When the exponent is positive, like \(4.358 \times 10^{9}\), the decimal point moves to the right, producing a larger number: \(4,358,000,000\).
In summary, a positive exponent shifts the decimal point right, increasing the number's value, while a negative exponent shifts it left, decreasing the value.

• Negative exponent: Move decimal left.
• Positive exponent: Move decimal right.

Exponent Rules

Exponent rules are essential in scientific notation. They dictate how we move the decimal point when converting to or from scientific notation. The value of the exponent signifies the number of spaces to shift the decimal point. In contrast to decimal conversion, exponent rules provide a systematic way to handle very large or small numbers.
For instance, an expression with \(10^{-3}\) means moving the decimal three places left. This helps in minimizing the number of zeros we write or read. Alternatively, \(10^{2}\) directs us to shift two places to the right, expanding the number.
By understanding these rules, we simplify both the notation process and our interaction with large data sets in mathematical computations.

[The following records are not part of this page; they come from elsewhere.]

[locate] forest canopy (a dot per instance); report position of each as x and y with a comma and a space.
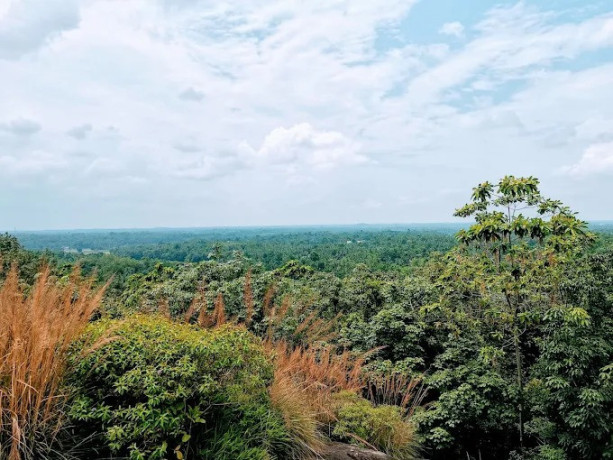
492, 339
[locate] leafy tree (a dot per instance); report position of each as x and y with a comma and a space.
523, 248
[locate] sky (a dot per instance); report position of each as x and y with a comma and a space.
181, 113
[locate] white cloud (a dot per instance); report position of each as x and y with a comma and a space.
80, 132
21, 127
313, 90
191, 94
26, 25
303, 144
596, 159
454, 29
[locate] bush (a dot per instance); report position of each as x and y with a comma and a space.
382, 427
167, 390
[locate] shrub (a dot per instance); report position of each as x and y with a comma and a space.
382, 427
168, 390
35, 333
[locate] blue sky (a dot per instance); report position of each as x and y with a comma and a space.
146, 113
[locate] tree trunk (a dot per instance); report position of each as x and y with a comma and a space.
520, 385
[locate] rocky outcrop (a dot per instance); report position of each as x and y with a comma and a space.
338, 451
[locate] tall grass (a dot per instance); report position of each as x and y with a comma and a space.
35, 333
312, 377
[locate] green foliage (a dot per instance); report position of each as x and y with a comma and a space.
165, 390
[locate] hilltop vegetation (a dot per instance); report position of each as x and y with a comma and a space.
497, 346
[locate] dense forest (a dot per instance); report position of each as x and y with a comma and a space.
490, 340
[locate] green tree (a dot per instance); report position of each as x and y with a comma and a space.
520, 239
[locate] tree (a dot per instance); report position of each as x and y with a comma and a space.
521, 238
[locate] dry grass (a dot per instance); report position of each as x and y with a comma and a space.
310, 374
35, 333
397, 390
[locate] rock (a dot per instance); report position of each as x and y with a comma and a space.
339, 451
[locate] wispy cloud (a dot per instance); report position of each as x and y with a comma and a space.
241, 98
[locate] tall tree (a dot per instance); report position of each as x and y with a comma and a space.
521, 237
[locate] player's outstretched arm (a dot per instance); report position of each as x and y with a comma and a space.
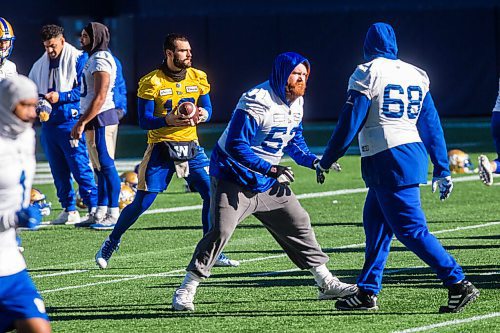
352, 119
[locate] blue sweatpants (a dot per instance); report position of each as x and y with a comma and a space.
495, 132
19, 300
398, 212
65, 160
155, 173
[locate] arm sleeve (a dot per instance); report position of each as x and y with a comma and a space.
74, 94
431, 133
147, 120
352, 118
241, 132
120, 88
204, 102
299, 151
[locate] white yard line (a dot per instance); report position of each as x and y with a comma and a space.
112, 281
143, 276
449, 323
61, 273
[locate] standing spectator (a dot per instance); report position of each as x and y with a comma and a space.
7, 38
58, 75
21, 306
99, 119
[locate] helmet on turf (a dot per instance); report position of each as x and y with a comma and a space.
460, 162
127, 195
7, 38
79, 201
38, 199
130, 178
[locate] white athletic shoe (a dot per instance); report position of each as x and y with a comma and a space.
224, 261
335, 289
183, 300
72, 217
485, 173
108, 223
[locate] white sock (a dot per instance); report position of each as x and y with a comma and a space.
321, 274
191, 281
114, 211
101, 211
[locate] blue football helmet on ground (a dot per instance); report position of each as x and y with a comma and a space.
39, 200
7, 38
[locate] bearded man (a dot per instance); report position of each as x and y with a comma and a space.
247, 179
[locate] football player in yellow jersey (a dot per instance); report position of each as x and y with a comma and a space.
172, 142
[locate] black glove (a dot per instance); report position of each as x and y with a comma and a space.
283, 174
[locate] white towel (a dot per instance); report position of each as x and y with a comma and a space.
64, 76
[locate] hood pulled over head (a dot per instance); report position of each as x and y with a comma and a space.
380, 41
12, 91
99, 37
284, 64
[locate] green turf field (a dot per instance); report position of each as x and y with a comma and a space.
267, 293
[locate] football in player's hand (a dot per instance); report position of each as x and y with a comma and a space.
189, 111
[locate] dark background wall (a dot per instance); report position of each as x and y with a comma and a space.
456, 42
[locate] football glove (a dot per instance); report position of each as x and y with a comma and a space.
283, 174
43, 109
29, 217
445, 185
320, 171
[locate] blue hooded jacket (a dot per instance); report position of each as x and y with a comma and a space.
380, 41
241, 164
401, 165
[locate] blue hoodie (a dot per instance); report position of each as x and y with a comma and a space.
402, 165
241, 164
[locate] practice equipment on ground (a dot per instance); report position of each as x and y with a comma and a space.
38, 200
460, 162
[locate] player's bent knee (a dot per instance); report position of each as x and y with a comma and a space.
33, 325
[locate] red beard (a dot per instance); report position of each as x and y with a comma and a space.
294, 91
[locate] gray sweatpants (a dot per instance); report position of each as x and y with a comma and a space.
277, 208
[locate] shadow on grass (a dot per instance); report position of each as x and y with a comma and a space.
151, 311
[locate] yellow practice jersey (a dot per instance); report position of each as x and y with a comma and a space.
167, 94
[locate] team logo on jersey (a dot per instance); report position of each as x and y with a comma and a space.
165, 92
39, 305
191, 89
278, 118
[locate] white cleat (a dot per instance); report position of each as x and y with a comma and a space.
485, 172
335, 289
183, 300
224, 261
72, 217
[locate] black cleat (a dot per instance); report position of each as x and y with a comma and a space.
459, 295
359, 301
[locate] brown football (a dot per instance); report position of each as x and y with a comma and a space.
187, 110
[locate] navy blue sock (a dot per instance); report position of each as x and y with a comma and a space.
113, 184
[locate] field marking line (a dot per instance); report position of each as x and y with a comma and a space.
75, 271
244, 260
301, 196
113, 281
449, 323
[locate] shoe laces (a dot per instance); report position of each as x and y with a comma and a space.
108, 248
185, 295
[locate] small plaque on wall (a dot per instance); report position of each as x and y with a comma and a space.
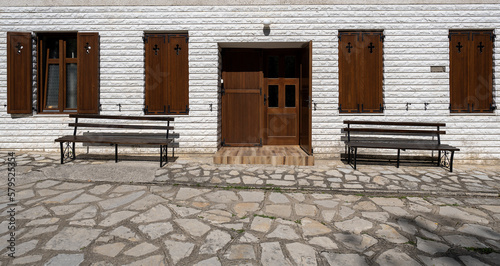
438, 69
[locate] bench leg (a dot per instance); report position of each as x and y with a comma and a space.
399, 153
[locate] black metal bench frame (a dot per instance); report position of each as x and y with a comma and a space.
68, 150
445, 152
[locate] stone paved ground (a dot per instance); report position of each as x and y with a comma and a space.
192, 212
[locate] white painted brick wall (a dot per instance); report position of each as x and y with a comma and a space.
416, 39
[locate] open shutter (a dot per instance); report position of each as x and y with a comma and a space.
156, 74
481, 72
459, 71
370, 84
88, 73
19, 73
178, 80
350, 53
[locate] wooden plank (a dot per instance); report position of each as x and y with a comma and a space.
117, 117
119, 126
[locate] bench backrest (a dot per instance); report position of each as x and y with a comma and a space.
398, 131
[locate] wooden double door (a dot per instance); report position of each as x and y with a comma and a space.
266, 97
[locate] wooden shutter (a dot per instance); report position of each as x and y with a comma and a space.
349, 72
178, 79
19, 73
88, 73
459, 72
370, 83
156, 74
481, 71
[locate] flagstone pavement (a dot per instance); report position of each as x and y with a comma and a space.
193, 212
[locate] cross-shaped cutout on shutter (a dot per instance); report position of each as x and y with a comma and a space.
19, 47
177, 48
349, 46
480, 46
371, 47
156, 49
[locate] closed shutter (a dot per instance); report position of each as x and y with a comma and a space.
19, 73
178, 76
156, 74
88, 73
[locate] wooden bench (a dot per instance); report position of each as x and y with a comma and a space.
130, 139
397, 136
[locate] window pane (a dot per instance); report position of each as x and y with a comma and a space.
53, 87
71, 48
290, 67
272, 66
273, 95
290, 96
70, 85
53, 47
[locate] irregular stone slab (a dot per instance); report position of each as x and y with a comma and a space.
431, 247
283, 232
87, 213
125, 233
183, 211
46, 221
141, 250
156, 230
117, 202
390, 234
33, 213
117, 217
464, 241
479, 230
72, 238
355, 225
240, 252
323, 242
455, 213
356, 242
272, 254
157, 213
27, 260
305, 210
110, 250
193, 227
209, 262
302, 254
443, 261
178, 250
244, 208
283, 211
222, 197
67, 209
214, 242
335, 259
64, 197
252, 196
396, 257
157, 260
187, 193
85, 198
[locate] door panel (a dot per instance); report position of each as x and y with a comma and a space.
241, 99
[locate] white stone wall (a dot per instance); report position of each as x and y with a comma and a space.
416, 39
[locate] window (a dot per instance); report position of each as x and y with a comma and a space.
67, 72
471, 71
360, 72
167, 80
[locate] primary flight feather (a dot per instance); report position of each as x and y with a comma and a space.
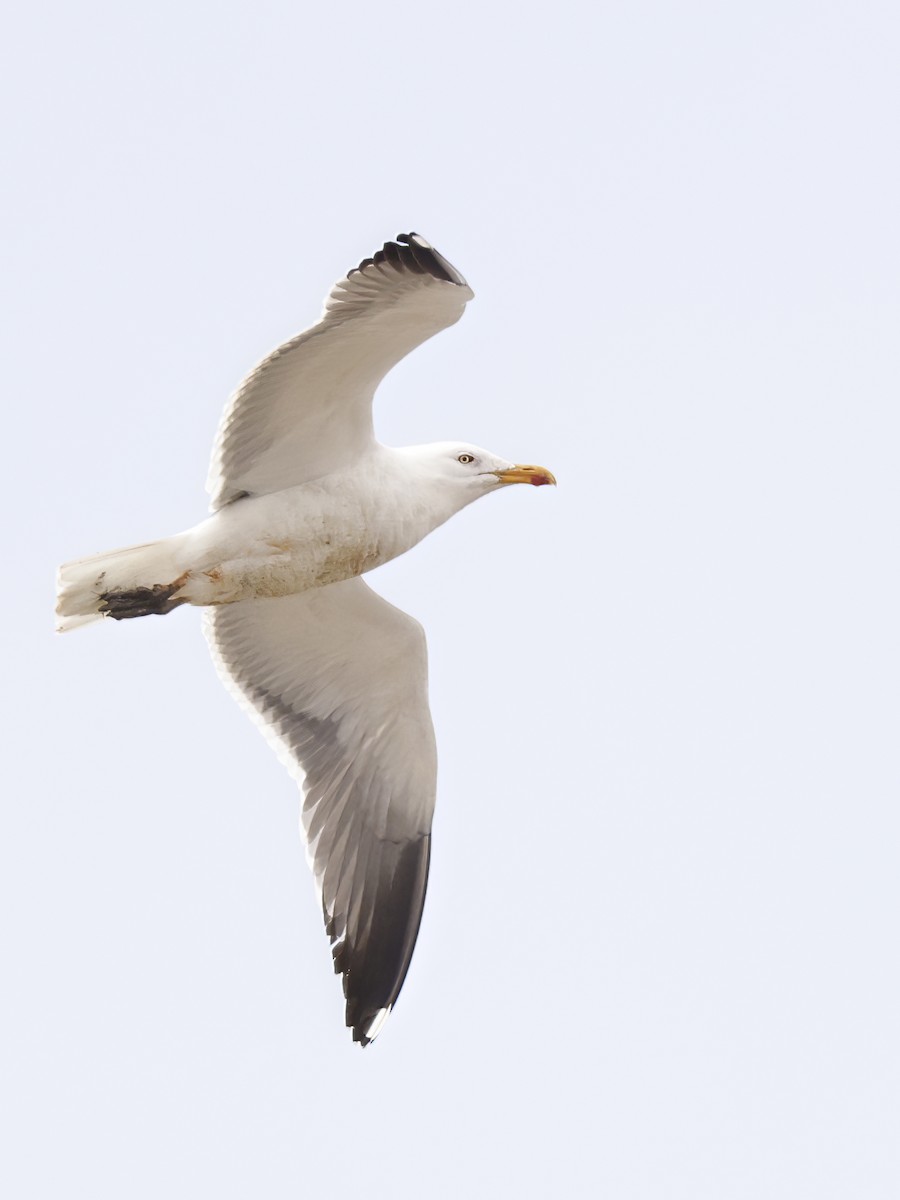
304, 502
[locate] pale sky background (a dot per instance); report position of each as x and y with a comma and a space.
659, 958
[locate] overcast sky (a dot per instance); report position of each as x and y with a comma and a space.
659, 952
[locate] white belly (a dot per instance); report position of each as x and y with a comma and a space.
291, 541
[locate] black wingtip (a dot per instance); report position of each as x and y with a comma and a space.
412, 252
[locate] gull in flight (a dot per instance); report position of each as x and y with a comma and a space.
305, 501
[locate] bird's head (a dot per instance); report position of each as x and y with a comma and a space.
472, 471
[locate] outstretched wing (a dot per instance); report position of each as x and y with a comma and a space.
336, 678
306, 409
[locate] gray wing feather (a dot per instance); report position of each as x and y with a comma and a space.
306, 409
337, 681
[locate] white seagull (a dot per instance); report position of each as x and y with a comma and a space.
305, 501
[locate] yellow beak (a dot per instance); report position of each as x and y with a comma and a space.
520, 474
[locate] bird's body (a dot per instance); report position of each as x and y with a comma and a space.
305, 502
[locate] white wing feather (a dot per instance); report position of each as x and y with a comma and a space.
336, 678
306, 409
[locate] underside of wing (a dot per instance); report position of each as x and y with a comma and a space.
337, 681
306, 409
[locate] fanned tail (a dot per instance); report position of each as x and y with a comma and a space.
136, 581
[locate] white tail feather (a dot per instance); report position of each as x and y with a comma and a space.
81, 585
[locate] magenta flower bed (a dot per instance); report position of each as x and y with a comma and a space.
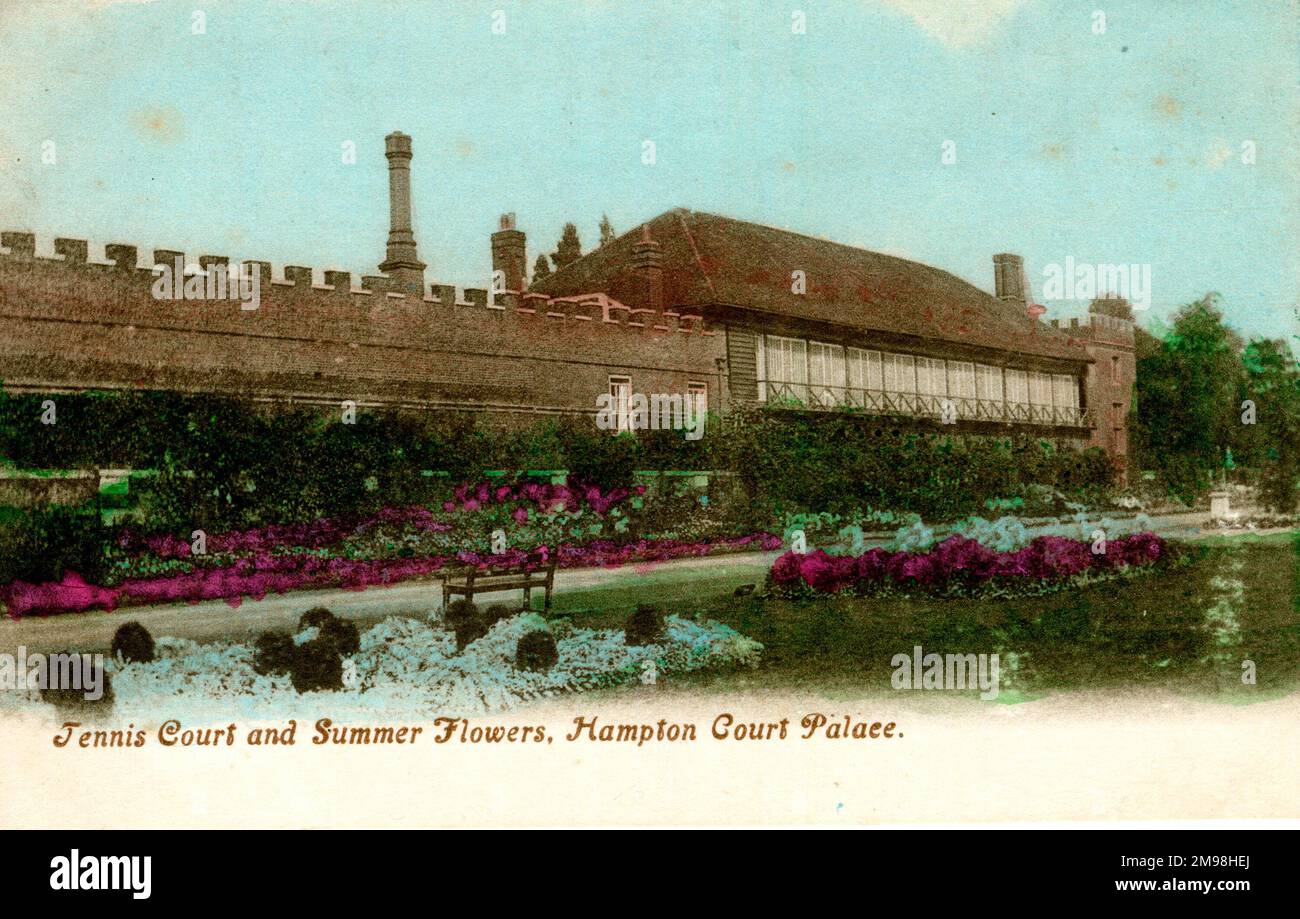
958, 563
265, 573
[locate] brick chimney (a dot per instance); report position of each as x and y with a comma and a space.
508, 254
1009, 277
402, 263
648, 271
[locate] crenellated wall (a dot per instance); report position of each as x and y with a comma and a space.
1109, 385
76, 323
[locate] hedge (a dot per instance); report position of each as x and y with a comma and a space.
225, 463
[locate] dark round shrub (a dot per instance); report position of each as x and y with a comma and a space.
316, 666
645, 625
316, 618
467, 621
133, 644
273, 653
536, 651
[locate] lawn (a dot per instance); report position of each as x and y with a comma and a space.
1187, 631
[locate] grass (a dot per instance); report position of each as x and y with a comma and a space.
1187, 631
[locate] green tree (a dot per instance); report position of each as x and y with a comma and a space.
1187, 395
568, 250
1273, 440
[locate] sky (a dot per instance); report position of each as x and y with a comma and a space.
1116, 146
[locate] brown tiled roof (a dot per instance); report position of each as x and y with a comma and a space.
711, 260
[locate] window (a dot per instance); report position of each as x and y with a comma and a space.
961, 380
931, 377
1017, 388
1065, 391
865, 369
698, 395
826, 372
620, 393
787, 365
988, 382
1040, 389
900, 373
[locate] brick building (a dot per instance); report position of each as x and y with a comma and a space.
688, 302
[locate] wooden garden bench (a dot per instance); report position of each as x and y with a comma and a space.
469, 580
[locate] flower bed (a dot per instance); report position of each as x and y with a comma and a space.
265, 573
410, 667
965, 567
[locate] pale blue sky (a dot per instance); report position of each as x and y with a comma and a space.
1123, 147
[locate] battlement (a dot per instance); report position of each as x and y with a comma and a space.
1099, 328
122, 264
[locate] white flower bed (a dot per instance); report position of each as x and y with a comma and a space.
408, 667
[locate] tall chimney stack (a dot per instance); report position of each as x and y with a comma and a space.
402, 264
648, 268
508, 254
1009, 277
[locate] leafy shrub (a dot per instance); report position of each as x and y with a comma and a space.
497, 612
273, 653
536, 651
466, 620
133, 644
316, 666
39, 546
645, 625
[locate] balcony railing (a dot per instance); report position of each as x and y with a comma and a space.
914, 404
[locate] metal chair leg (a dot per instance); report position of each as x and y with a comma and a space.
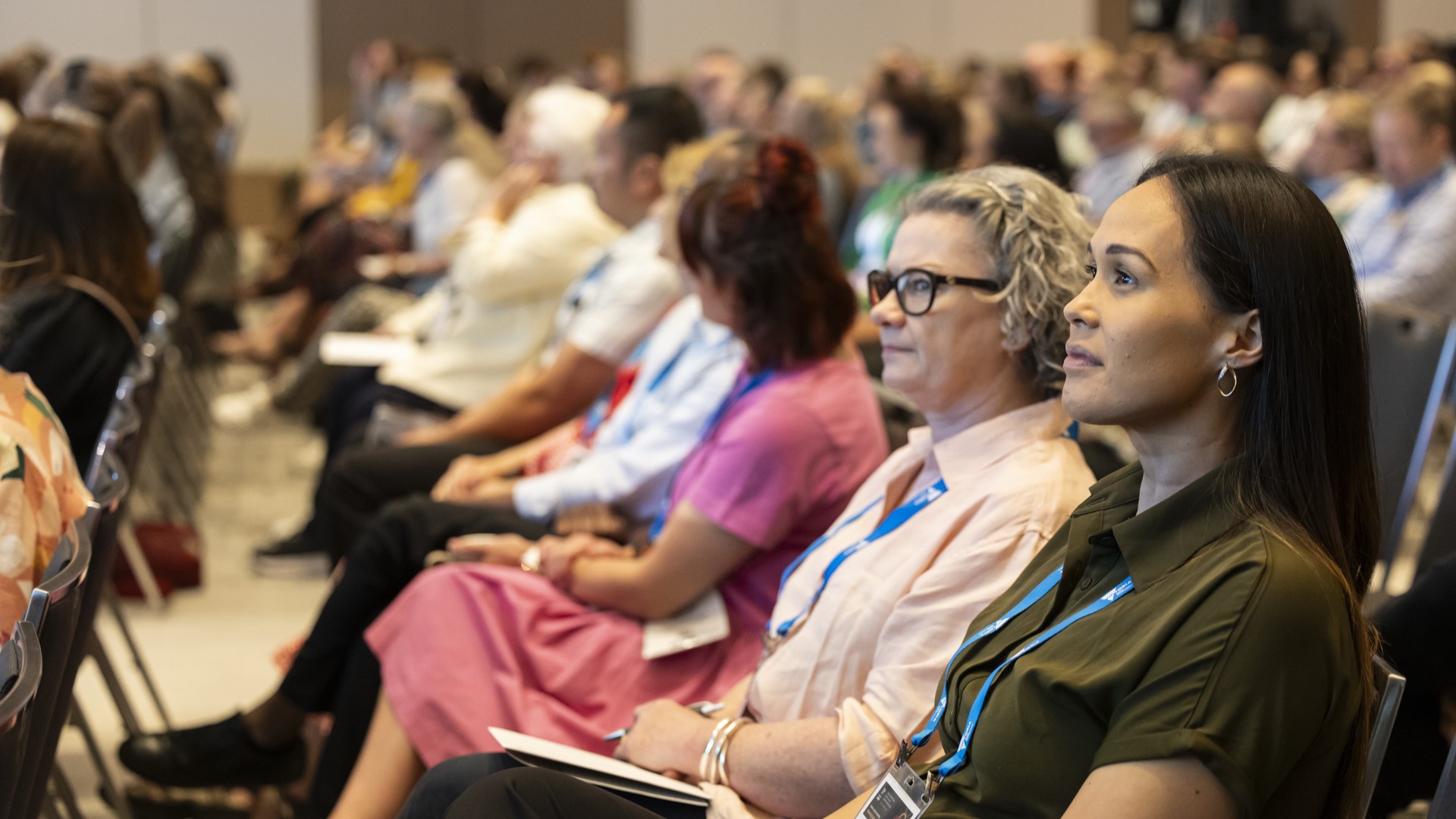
108, 784
120, 617
118, 694
63, 795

• Exponent 0 means no shift in decimal point.
• Exponent -n means moving left by n spaces.
• Exponent +n means moving right by n spaces.

Significant Figures

Significant figures reflect the precision of a number in mathematics and science. They encompass all non-zero digits, digits between non-zero numbers, and trailing zeros in a decimal.
When dealing with numbers in scientific notation, significant figures become more apparent. For example, in \(9.87 \times 10^{7}\), each digit contributes to the precision. The number \(98,700,000\) retains its precision owing to these significant figures.
Understanding significant figures is fundamental in ensuring that calculations do not imply unwarranted accuracy. During decimal conversions, maintaining these figures ensures results remain reliable.
Consequently, accurate scientific and mathematical outcomes rely on respecting and preserving significant figures.

• All non-zero numbers are significant.
• Zeros between significant digits are significant.
• Trailing zeros in a decimal representation are significant.